Laura was a script that poured out of me. I wrote the first draft in three hours, and I couldn’t get the idea out of my mind. The film follows a young half Indigenous woman, undergoes a conversation with her lawyer Mr Wilson to determine how to present her case before the court. Mr Wilson attempts to keep the process positive, but his ignorance begins to make Laura question her identity and her place in society. The film examines the effects of intergeneration trauma within Indigenous families in present-day Canada. Laura’s parents spared her from the colonial trauma witness by her Indigenous father. However, history repeats itself and like so many Indigenous women before her, her child is wrongly taken away.
Laura is a fictitious character. There is a lot of myself in her, and I hope audiences humanize her and reflect on their own assumptions towards Indigenous women. I spent the past year travelling with the National Inquiry into Missing and Murdered Indigenous Women and Girls. As a woman of Cree heritage, I had always been told about my families history but experienced very little of my Indigenous Culture.
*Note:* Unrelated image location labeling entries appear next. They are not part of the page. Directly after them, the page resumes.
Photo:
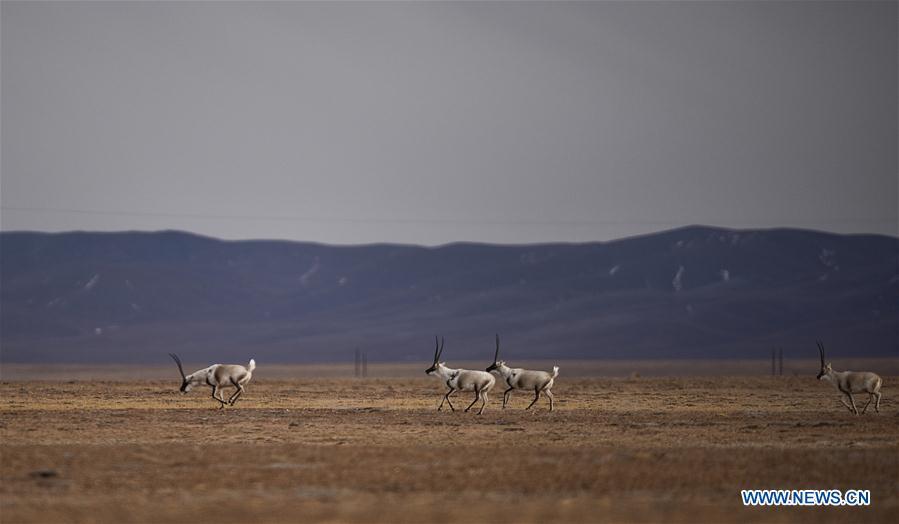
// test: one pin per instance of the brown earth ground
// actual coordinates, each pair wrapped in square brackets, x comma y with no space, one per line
[375,450]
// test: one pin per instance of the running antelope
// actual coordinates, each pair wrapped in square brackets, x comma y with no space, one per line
[517,378]
[849,382]
[460,380]
[217,376]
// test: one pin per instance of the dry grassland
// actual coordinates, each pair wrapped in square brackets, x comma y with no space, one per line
[375,450]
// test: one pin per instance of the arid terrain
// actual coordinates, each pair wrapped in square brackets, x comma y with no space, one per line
[331,449]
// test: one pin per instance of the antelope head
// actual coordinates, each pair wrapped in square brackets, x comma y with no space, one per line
[438,350]
[825,366]
[185,380]
[496,363]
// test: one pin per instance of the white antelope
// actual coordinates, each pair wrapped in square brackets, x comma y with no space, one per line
[517,378]
[217,376]
[849,382]
[480,382]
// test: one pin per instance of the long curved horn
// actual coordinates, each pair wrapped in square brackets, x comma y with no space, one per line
[178,361]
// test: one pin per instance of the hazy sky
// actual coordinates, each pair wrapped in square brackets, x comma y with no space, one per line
[435,122]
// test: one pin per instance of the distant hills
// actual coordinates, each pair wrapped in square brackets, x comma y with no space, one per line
[691,292]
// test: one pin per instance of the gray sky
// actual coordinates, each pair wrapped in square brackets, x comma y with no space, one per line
[435,122]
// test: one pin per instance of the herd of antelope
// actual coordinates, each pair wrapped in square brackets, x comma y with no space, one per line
[220,376]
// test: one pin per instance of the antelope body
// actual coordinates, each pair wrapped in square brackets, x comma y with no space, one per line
[480,382]
[218,376]
[849,382]
[518,378]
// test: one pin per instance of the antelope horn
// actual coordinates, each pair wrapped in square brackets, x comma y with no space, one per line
[178,361]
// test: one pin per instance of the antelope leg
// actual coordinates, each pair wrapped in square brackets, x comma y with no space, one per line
[447,400]
[215,390]
[484,396]
[843,400]
[477,395]
[233,398]
[506,396]
[852,400]
[536,397]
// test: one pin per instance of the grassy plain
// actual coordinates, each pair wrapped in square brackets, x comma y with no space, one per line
[309,446]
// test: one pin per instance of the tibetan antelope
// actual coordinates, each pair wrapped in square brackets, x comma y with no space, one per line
[517,378]
[849,382]
[217,376]
[460,380]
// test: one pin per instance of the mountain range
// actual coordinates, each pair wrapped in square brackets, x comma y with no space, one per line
[697,292]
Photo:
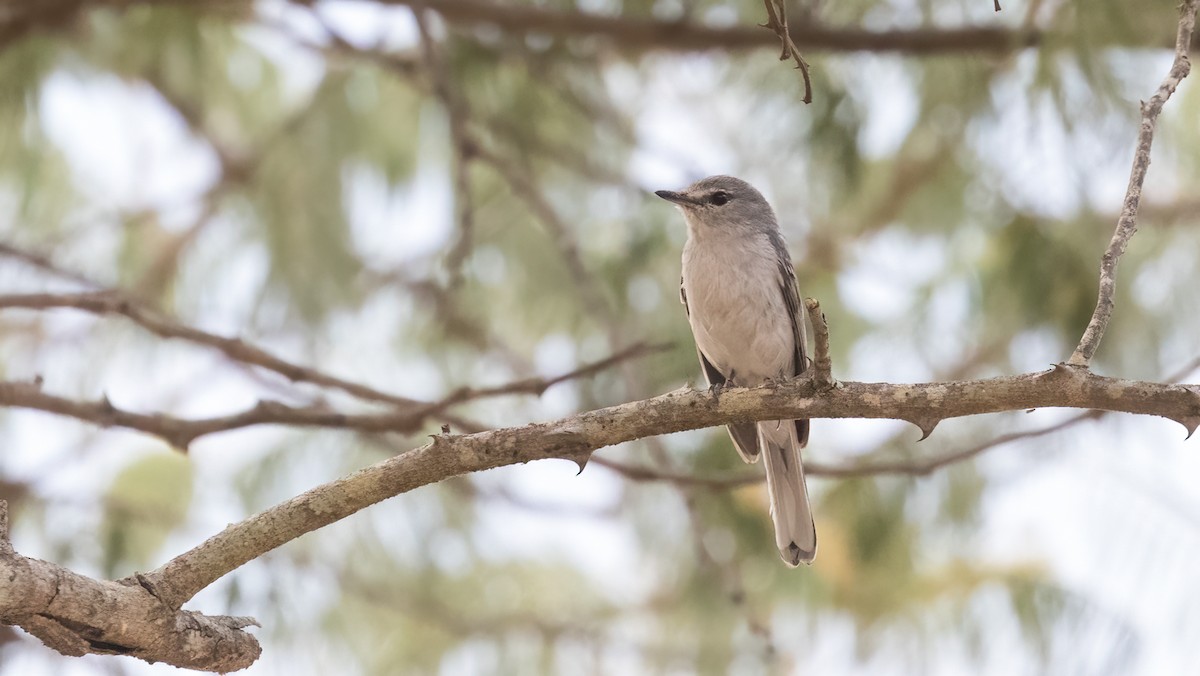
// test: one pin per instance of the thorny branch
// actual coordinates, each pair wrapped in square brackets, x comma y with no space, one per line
[777,22]
[576,436]
[1127,223]
[180,432]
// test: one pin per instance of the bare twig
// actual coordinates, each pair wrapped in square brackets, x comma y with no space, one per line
[777,22]
[46,264]
[463,144]
[1127,223]
[576,436]
[822,364]
[180,432]
[916,466]
[113,301]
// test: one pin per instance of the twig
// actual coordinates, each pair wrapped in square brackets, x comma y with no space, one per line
[43,263]
[114,301]
[180,432]
[777,22]
[1127,223]
[822,364]
[576,436]
[463,144]
[917,467]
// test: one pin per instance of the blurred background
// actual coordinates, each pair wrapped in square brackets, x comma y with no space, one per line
[462,199]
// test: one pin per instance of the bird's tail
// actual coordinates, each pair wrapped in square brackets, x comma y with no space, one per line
[795,532]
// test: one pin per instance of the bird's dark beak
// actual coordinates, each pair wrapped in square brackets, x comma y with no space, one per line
[676,197]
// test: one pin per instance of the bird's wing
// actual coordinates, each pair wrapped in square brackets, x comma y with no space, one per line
[744,435]
[792,301]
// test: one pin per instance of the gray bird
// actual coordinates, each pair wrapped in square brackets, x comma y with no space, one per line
[738,288]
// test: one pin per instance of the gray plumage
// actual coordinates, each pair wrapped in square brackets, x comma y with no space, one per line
[739,291]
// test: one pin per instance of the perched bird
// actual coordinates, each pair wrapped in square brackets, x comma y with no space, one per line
[739,292]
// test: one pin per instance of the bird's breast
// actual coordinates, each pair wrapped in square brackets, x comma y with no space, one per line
[736,309]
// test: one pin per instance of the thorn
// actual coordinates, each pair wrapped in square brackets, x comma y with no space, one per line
[927,426]
[1189,424]
[580,459]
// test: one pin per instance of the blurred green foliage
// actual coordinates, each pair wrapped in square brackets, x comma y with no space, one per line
[324,233]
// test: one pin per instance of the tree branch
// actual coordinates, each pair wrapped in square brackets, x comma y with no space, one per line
[575,437]
[1127,223]
[77,615]
[180,432]
[647,35]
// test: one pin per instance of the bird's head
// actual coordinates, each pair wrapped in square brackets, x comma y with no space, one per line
[723,204]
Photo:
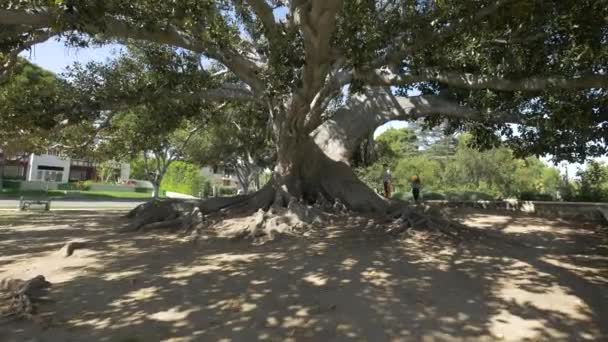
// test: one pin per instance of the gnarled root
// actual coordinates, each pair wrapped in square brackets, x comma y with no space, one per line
[425,219]
[18,297]
[266,225]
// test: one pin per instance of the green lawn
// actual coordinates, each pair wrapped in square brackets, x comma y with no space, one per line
[11,193]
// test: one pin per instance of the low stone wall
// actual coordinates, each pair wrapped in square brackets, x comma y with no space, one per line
[593,212]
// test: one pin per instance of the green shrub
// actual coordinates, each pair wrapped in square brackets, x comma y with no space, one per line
[184,178]
[534,196]
[433,196]
[227,191]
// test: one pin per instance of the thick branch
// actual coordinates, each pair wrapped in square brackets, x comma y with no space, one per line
[317,21]
[264,12]
[397,51]
[471,81]
[15,18]
[12,57]
[363,113]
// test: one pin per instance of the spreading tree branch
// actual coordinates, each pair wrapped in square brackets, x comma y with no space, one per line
[114,28]
[317,20]
[472,81]
[396,50]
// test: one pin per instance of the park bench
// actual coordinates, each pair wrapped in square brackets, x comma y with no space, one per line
[26,203]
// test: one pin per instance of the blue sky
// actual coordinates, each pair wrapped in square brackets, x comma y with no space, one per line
[55,56]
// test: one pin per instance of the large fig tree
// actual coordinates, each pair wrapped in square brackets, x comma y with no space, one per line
[328,72]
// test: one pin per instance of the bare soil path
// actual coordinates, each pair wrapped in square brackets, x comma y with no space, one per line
[547,281]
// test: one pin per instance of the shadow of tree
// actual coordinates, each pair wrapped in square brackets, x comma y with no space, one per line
[352,284]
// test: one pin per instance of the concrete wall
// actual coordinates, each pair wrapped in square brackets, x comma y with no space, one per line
[592,212]
[36,174]
[110,187]
[219,177]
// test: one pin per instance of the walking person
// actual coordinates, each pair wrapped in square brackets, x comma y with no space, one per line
[387,181]
[416,186]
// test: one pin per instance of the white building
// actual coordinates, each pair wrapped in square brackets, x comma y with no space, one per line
[56,169]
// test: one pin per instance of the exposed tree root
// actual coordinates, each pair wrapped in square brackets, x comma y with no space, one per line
[18,297]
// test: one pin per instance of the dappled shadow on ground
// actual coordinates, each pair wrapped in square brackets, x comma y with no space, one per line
[547,281]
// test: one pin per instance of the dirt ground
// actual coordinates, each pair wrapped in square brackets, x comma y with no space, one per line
[549,282]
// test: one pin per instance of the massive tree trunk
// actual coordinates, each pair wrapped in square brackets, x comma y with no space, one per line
[312,170]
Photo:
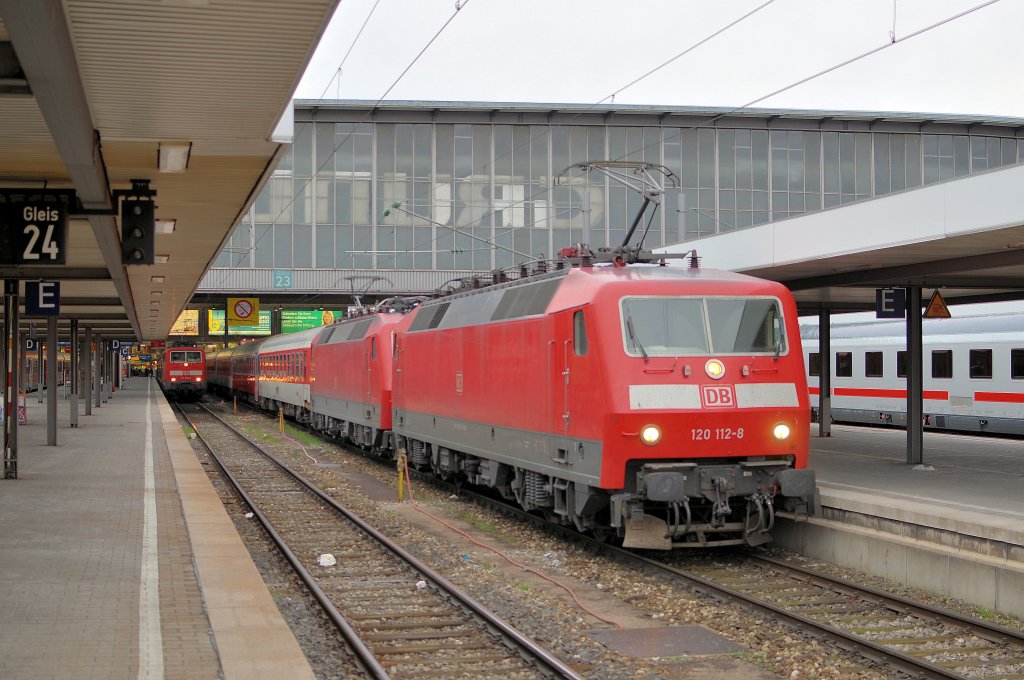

When I was a teenager, I didn’t understand why parents would define me as a “bad girl.” Why boys would sexualize me and call me demeaning names. I began to notice a pattern, but I didn’t have the confidence to speak out against the negative connotations towards my appearance. I’ve always wanted to expand on my experience of racism in Canada and Laura allowed me to discuss racism within our culture today.
What were some of the challenges you encountered?
When I received the news that I had gotten the Storyhive funding, I was shooting a music video for a local Indigenous artist named Keliya. I was so happy, but had to focus on my friend’s art, and I didn’t have time to really comprehend what would happen next. I had always been jealous of people who grew up surrounded by their culture. They always seem so confident, they defined themselves by their identity. Where I always felt like an individual, I wasn’t “Japanese” enough or “Indigenous” enough, and I definitely wasn’t “White” enough.
The biggest challenged I faced making Laura, was coming to terms that my individuality will always be questioned in correlation to my art. Sometimes I’m afraid to admit it, but I cried a lot during the preproduction of this film. The story depicting in Laura is one that I have put much thought and time into. I hope that audiences will watch the film and reflect on the stereotypes they may have towards women.
Do you feel like what you’re doing now is the thing you were born to do?
Yes, I feel like cinematography and filmmaking is the only constant thing in my life. Regardless of relationships, friendships, filmmaking is always gonna be that thing that despite all the stress, brings me joy.
Maybe we can end this with the best piece of advice someone ever gave you?
The best advice I ever received, was “Find the thing that makes you happy.”